Part Two: Where We Are considers Materialism, Science, how we remember, imagination, and mastering memory in the digital age.
Part Three: Where We Are Going considers the questions that we must answer that will ensure a continuation of cultural memory into the future.

Rumsey had created a beautifully written, important book.

I received a free ebook from the publisher through NetGalley in exchange for a fair and unbiased review.

When We Are No More: How Digital Memory is Shaping Our Future
Abbey Smith Rumsey
Bloomsbury Press
Publication Date: March 1, 2016
$28.00 hard cover
ISBN:9781620408025

Wednesday, February 19, 2014

When We Were Orphans by Kazuo Ishiguro

Nostalgia. Memories from childhood. The ways that events in our childhood have formed us as adults. Throw in a first-person narrative, an exotic setting in the past (early 20th c Shanghai), and a mystery to solve and you have a book that will capture my attention.

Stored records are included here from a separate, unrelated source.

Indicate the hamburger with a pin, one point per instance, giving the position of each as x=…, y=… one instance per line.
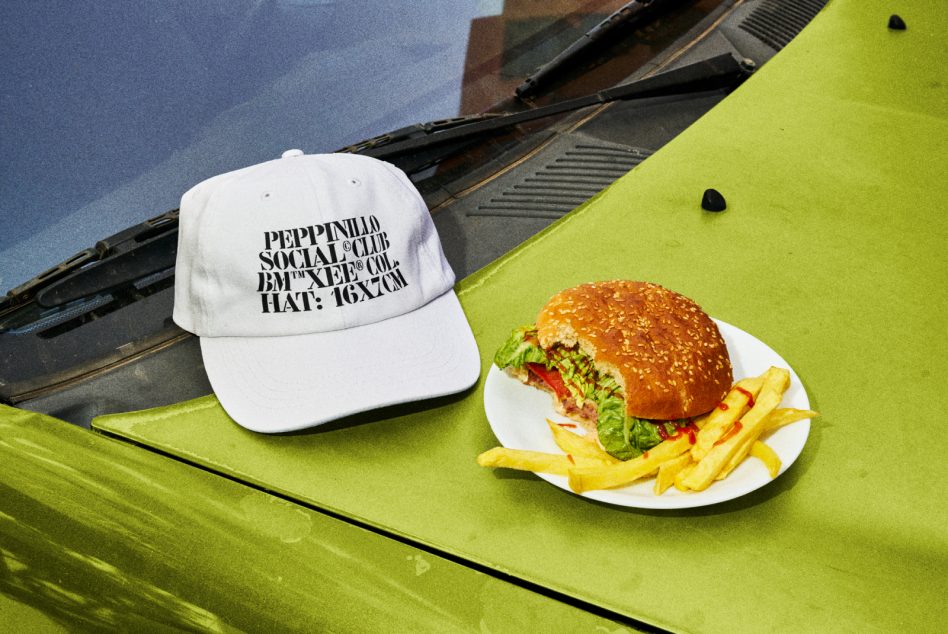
x=631, y=361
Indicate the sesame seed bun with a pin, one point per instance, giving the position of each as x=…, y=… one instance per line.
x=665, y=352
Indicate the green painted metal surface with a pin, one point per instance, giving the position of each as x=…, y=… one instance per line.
x=96, y=535
x=832, y=251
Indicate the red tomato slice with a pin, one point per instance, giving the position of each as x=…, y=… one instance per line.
x=551, y=377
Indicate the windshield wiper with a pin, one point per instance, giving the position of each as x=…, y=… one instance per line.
x=594, y=37
x=721, y=72
x=115, y=262
x=149, y=249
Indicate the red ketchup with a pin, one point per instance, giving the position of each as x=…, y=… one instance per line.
x=750, y=397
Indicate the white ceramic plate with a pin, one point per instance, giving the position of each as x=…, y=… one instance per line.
x=517, y=414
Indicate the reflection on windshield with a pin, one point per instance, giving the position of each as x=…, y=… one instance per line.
x=111, y=110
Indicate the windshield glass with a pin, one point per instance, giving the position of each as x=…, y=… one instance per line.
x=111, y=110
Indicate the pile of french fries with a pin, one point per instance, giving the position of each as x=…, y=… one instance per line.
x=690, y=462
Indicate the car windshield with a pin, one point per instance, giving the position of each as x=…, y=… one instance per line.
x=111, y=110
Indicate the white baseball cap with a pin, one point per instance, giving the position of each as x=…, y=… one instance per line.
x=318, y=288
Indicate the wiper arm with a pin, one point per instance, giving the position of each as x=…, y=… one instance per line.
x=115, y=262
x=150, y=248
x=592, y=38
x=721, y=72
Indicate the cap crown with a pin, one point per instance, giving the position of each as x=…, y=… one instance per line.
x=305, y=244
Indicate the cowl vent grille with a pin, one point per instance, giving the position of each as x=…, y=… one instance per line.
x=563, y=184
x=776, y=22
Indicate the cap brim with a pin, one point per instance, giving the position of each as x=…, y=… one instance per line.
x=281, y=384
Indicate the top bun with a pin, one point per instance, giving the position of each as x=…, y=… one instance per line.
x=662, y=349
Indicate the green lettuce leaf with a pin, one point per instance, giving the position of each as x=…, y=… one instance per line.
x=516, y=351
x=624, y=437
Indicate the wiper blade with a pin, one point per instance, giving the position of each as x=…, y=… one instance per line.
x=115, y=262
x=150, y=248
x=721, y=72
x=592, y=38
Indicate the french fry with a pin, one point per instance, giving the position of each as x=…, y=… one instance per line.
x=577, y=445
x=776, y=382
x=680, y=477
x=668, y=470
x=720, y=420
x=776, y=419
x=768, y=456
x=538, y=461
x=583, y=478
x=724, y=438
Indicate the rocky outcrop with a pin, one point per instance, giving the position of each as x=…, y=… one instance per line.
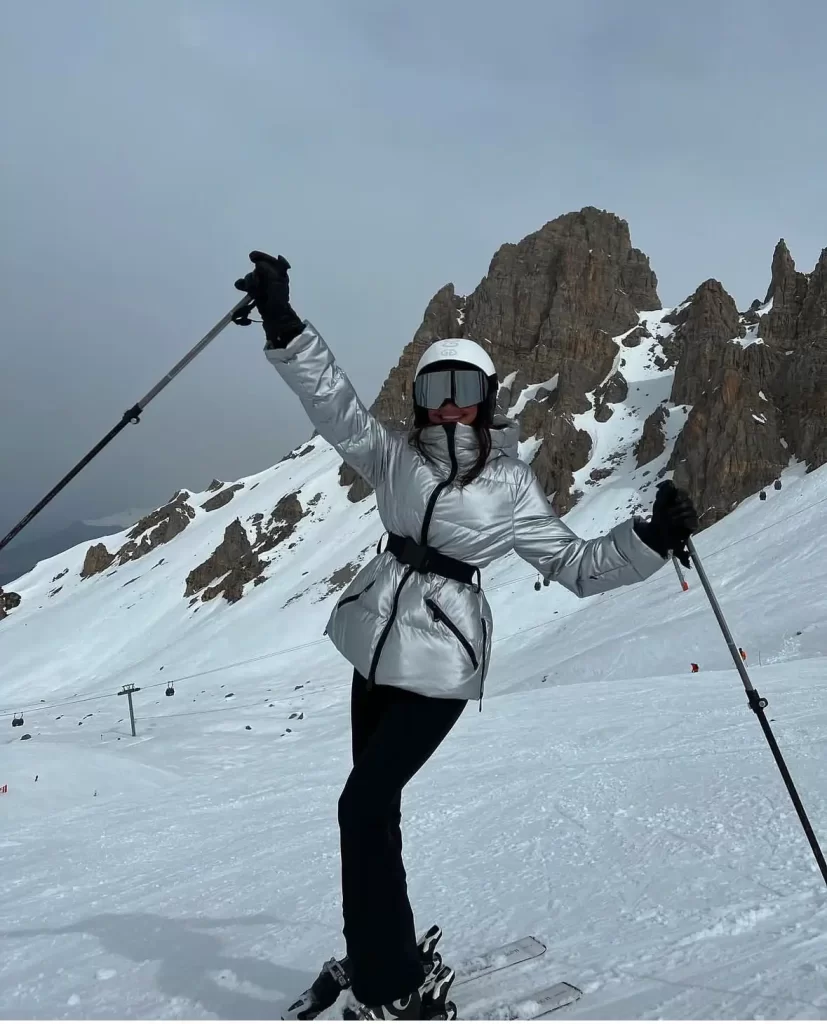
x=653, y=438
x=233, y=563
x=730, y=445
x=8, y=601
x=795, y=329
x=221, y=499
x=699, y=346
x=614, y=390
x=236, y=561
x=280, y=524
x=97, y=560
x=549, y=305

So I read it in two evenings.

Ishiguro is well known for his book The Remains of the Day and the movie based on the book which starred Anthony Hopkins and Emma Thompson. When We Were Orphans shares that early 20th c British sensibility, a formality and repression of atmosphere and speech.  I have also read his book Never Let Me Go, a chilling dystopia about clone children who discover their only reason for existence was for farming of organs.

The orphan of the book is Christopher Banks, the only child of a British couple living in Shanghai in the early 20th c. The narrator retells his childhood from the eyes of his child self, revealing secrets as he discovered them in adulthood. I dearly love novels that show the adult world from the eyes of children. Rumor Godden is a master of this technique.

Christopher's parents find themselves in an untenable situation. His father's company is in the business of selling opium to the Chinese, and his mother wants to reform the business. But if his father quits, they will never be able to afford to return to England. One day the father disappears. The 'best' detective in Shanghai is assigned to the case. Christopher and his best friend Akira, whose family are expatriate Japanese, pretend to be detectives solving the case in their fantasies. Then one day a family friend takes Christopher on a lark, abandons him, and the child returns home to find his mother has also gone missing.

Christopher is sent to an 'aunt' in England, and goes to public school. He believes he has fit into English school, but tries to hide his commitment and dream of becoming a world famous detective who some day solves the case of his missing parents and brings them home again.

Christopher does become a famous detective, and believes he has solved the mystery of his parent's disappearance and so returns to Shanghai on the eve of the Japanese invasion of China. From there the novel shows the clash of memory and reality as Christopher goes on a misguided journey into the middle of the war. After this quest that leads to disorientation and near madness, he finally meets the man who tells him the chilling truth about his parents.

Although I enjoyed this book, the ending was out of keeping with the rest of the book. Many readers would be bored and detached from the story until Christopher returns to his childhood home. The big reveal seemed to be from a different kind of book, lurid and somewhat cheap. There are references to cases Christopher has solved but no description. He remains a shadowy figure, not quite defined, and knowable mostly through his own memory of his own life.

The book did make me think about how we all view our childhood askew, rarely able to  understand it from any other perspective than that of our untrustworthy memory. Recently I reread my diary to learn that I had totally mixed up who was involved in an event I often have thought of. No wonder that at our reunion the gal I thought this had occurred with hardly could place me. Her presence in my life had made a greater impact than mine in hers. So much that I had placed her in memories where she did not belong.

Christopher's childhood expectations of what had happened to his parents carried into his adulthood. He follows chimeras and shadows when he could have enjoyed love and companionship. And in the end he is left wondering, had he based an entire life on a child's fantasy?